I see them (science and Buddhism) as separate (independent) fields of endeavour and doctrine.
Within science, there's a conventional way to classify the fields of science into layers, e.g. illustrated here:
Each less "pure" discipline is arguably more complex, less simple, and is based on emergent properties of the field below (or to the right of) it.
I'd place Buddhism well to the left of that scale: highly complex, describing properties of complex phenomena (e.g. human beings). It's a study of things like:
- subjective experience (suffering and non-suffering)
- afflictive and affective obstacles (kilesa)
- beneficial or practical qualities (bodhipakkhiyā dhammā)
- ethics (sila)
- social interaction (brahmaviharas)
- mahayana ideals and aspirations
Buddhism is a bit ruthless about what it considers on-topic and not. For example people ask, "Is there a Self?" and I think that Buddha's answer is that it's better not to think about that, that there's no view or doctrine about Self which would lead to the goal (of non-suffering).

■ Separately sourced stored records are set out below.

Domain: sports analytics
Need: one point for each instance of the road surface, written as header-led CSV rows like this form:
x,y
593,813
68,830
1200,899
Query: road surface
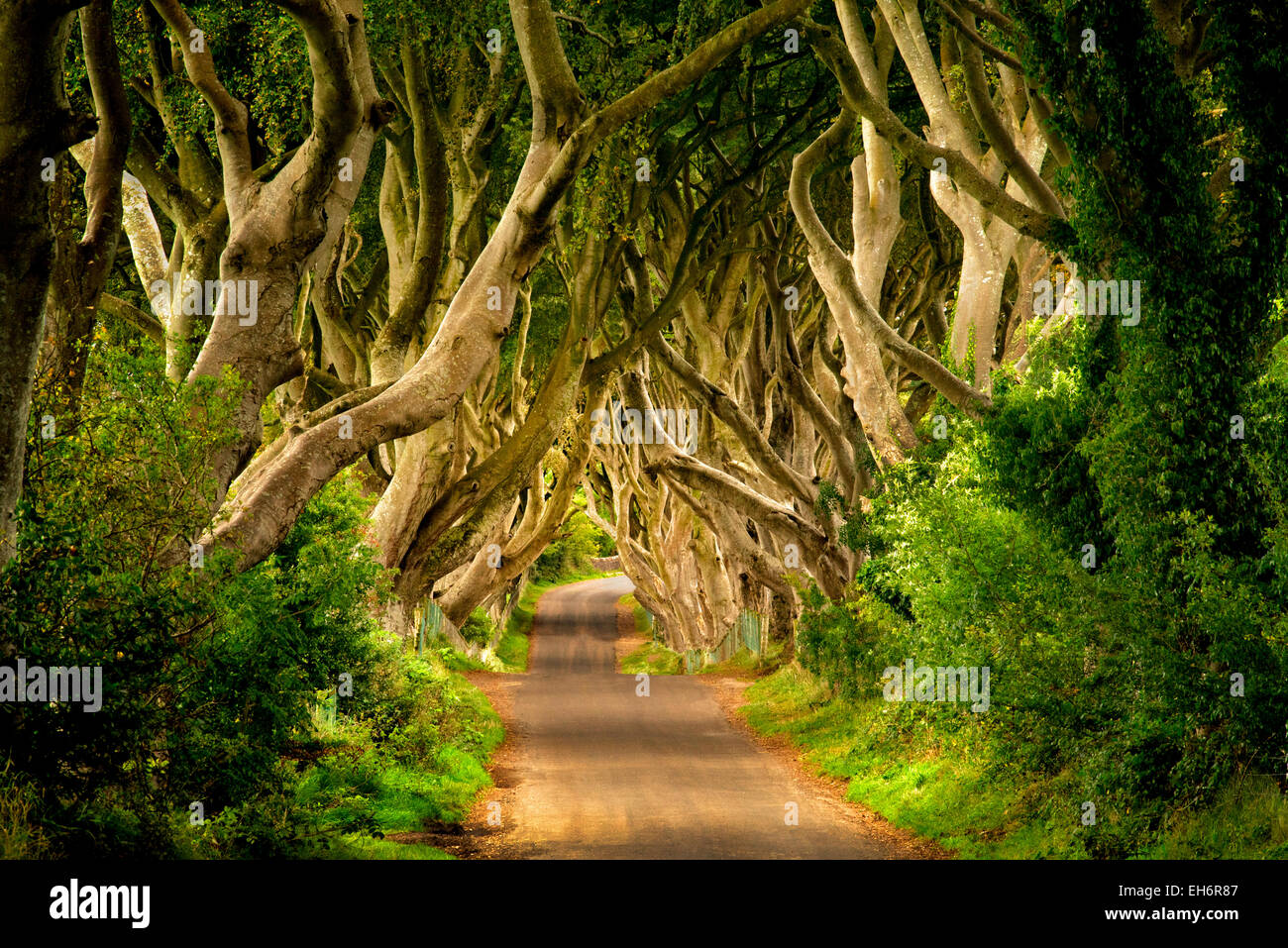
x,y
600,772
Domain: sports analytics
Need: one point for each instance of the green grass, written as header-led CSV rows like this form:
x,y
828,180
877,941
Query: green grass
x,y
941,784
511,651
652,657
432,777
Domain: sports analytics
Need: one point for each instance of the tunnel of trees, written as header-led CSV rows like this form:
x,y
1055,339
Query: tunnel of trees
x,y
947,329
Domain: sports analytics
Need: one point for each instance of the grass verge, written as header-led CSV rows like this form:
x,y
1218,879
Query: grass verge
x,y
944,785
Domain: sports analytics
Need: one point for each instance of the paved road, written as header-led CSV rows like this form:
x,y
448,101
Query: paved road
x,y
604,773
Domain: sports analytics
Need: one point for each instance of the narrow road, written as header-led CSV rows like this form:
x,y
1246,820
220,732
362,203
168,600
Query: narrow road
x,y
600,772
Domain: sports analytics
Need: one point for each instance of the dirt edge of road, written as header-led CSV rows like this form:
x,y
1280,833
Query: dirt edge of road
x,y
476,839
729,694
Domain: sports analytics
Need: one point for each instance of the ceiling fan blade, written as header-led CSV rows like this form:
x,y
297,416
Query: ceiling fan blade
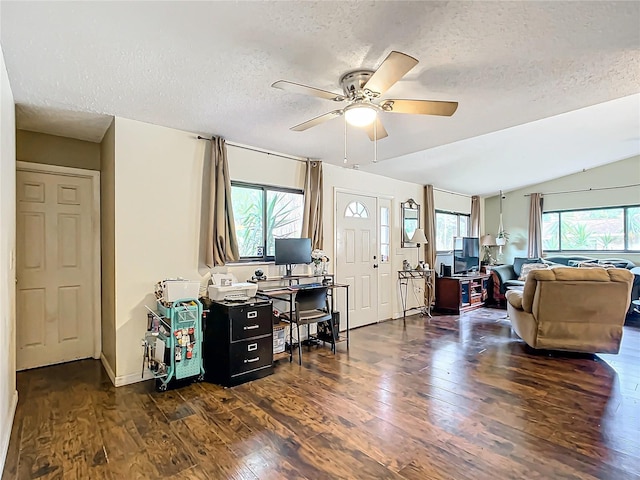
x,y
420,107
394,67
316,121
307,90
379,132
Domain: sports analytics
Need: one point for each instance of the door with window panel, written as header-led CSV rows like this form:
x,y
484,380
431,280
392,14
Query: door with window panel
x,y
357,255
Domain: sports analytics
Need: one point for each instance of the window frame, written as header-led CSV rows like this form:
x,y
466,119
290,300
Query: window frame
x,y
458,215
625,226
264,188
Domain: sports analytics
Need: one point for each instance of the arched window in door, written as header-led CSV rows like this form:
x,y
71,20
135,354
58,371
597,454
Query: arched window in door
x,y
356,210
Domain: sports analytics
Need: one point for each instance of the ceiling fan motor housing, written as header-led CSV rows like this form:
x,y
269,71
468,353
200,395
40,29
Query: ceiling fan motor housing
x,y
353,85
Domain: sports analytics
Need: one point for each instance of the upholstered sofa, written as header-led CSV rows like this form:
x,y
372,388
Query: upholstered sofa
x,y
506,276
573,309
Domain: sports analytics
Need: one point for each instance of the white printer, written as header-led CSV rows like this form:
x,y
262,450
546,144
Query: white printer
x,y
225,286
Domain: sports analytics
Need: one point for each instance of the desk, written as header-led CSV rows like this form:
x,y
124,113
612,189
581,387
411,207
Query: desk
x,y
288,295
423,275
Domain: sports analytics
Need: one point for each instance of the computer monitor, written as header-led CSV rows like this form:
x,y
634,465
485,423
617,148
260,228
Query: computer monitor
x,y
292,251
466,255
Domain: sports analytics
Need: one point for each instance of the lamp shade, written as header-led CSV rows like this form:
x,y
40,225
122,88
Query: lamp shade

There's an expression "not even wrong" which is used to describe what seem to be muddled statements about physics. I like Wikipedia's description of it:
The phrase "not even wrong" describes any argument that purports to be scientific but fails at some fundamental level, usually in that it contains a terminal logical fallacy or it cannot be falsified by experiment (i.e., tested with the possibility of being rejected), or cannot be used to make predictions about the natural world.
The phrase is generally attributed to theoretical physicist Wolfgang Pauli, who was known for his colorful objections to incorrect or sloppy thinking. Rudolf Peierls documents an instance in which "a friend showed Pauli the paper of a young physicist which he suspected was not of great value but on which he wanted Pauli's views. Pauli remarked sadly, 'It is not even wrong'." This is also often quoted as "That is not only not right; it is not even wrong," or "Das ist nicht nur nicht richtig; es ist nicht einmal falsch!" in Pauli's native German.
I especially like the phrase, "Pauli remarked sadly".
In my opinion, Buddhism might describe science in general as neither "right" not "wrong" but as "not even wrong" -- because science more-or-less fails to make useful statements about topics which Buddhism considers important, for example "ethics" or "liberation from suffering" or anything like that.
I think that Saptha's answer and comments are that even when science has pleasant practical applications and consequences, these (and the pursuit of these) don't help to "unbind" people (i.e. to unbind from the "wheel of life").